The authors use the Minecraft Interaction Benchmark to evaluate agent performance across six task categories, with success rates measured against inference speed. Results show that ROCKET-2 achieves comparable or superior success rates to ROCKET-1 while operating at significantly higher frame rates, demonstrating a 3× to 6× inference speedup without sacrificing task performance.

The authors use an ablation study to evaluate the impact of auxiliary objectives on model performance, comparing three variants: behavior cloning only, behavior cloning with target visibility loss, and the full model with cross-view consistency loss. Results show that adding target visibility loss improves the average success rate by 6%, while incorporating cross-view consistency loss further boosts it to 94%, demonstrating the effectiveness of these auxiliary losses in enhancing cross-view goal alignment.

The authors use the ATEC 2025 Robotics Challenge to evaluate ROCKET-2's zero-shot generalization to an unseen Unreal Engine environment, where it outperforms a strong baseline by 12% despite not being fine-tuned on the target domain. Results show that ROCKET-2 achieves a 38% success rate, ranking first among 57 agents, while the YOLO-Gemma 3 baseline achieves 26% success and ranks 20th.

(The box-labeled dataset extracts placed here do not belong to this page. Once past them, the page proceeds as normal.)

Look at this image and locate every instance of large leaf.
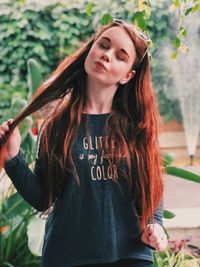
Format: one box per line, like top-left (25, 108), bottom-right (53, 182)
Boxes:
top-left (166, 166), bottom-right (200, 183)
top-left (27, 216), bottom-right (46, 256)
top-left (27, 58), bottom-right (43, 100)
top-left (163, 210), bottom-right (176, 219)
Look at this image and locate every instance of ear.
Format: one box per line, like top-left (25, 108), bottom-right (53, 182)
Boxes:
top-left (119, 70), bottom-right (136, 84)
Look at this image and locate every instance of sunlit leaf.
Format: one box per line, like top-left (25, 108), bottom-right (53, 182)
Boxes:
top-left (173, 37), bottom-right (181, 48)
top-left (27, 216), bottom-right (46, 256)
top-left (180, 28), bottom-right (187, 38)
top-left (185, 7), bottom-right (193, 16)
top-left (86, 2), bottom-right (93, 16)
top-left (163, 210), bottom-right (176, 219)
top-left (171, 51), bottom-right (178, 59)
top-left (173, 0), bottom-right (181, 7)
top-left (166, 166), bottom-right (200, 183)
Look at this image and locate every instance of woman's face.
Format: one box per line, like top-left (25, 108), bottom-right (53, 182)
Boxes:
top-left (85, 27), bottom-right (136, 86)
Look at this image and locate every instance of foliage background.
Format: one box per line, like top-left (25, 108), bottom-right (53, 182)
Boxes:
top-left (0, 0), bottom-right (181, 122)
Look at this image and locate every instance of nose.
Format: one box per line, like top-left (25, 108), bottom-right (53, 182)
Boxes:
top-left (102, 50), bottom-right (112, 62)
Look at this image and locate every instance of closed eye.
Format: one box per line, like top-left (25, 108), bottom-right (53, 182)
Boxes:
top-left (98, 43), bottom-right (109, 49)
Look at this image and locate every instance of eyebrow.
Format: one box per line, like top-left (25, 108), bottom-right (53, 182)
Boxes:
top-left (101, 36), bottom-right (130, 57)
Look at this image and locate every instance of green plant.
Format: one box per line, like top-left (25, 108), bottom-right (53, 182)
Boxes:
top-left (0, 181), bottom-right (41, 267)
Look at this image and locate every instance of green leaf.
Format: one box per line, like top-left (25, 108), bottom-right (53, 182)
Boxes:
top-left (173, 0), bottom-right (181, 7)
top-left (192, 4), bottom-right (200, 13)
top-left (101, 13), bottom-right (112, 25)
top-left (172, 37), bottom-right (181, 48)
top-left (180, 28), bottom-right (187, 38)
top-left (171, 51), bottom-right (178, 59)
top-left (27, 216), bottom-right (46, 256)
top-left (27, 58), bottom-right (43, 100)
top-left (185, 7), bottom-right (193, 16)
top-left (164, 153), bottom-right (174, 166)
top-left (133, 11), bottom-right (147, 32)
top-left (86, 2), bottom-right (93, 16)
top-left (163, 210), bottom-right (176, 219)
top-left (166, 166), bottom-right (200, 183)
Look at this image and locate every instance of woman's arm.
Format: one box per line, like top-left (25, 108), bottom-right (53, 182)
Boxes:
top-left (4, 149), bottom-right (47, 211)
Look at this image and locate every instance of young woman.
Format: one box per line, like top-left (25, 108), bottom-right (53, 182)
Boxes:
top-left (0, 20), bottom-right (167, 267)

The authors use a ViT-base/16 (DINO-v1) backbone for the view encoder and a ViT-tiny/16 (1-channel) mask backbone, with a PyTorch Transformer as the spatial transformer and a TransformerXL for temporal modeling. The model is trained with AdamW optimizer and a learning rate of 0.00004, using 128-step trajectory chunks and 4 spatial and temporal transformer blocks.

Results show that ROCKET-2 achieves comparable or superior performance to ROCKET-1 while significantly improving inference speed, as it decouples goal specification from the agent's current view and uses cross-view segmentation with a single third-person view update every 60 steps. This design enables faster inference with a 3× to 6× speedup compared to ROCKET-1, which relies on frequent mask generation every 3 to 30 steps.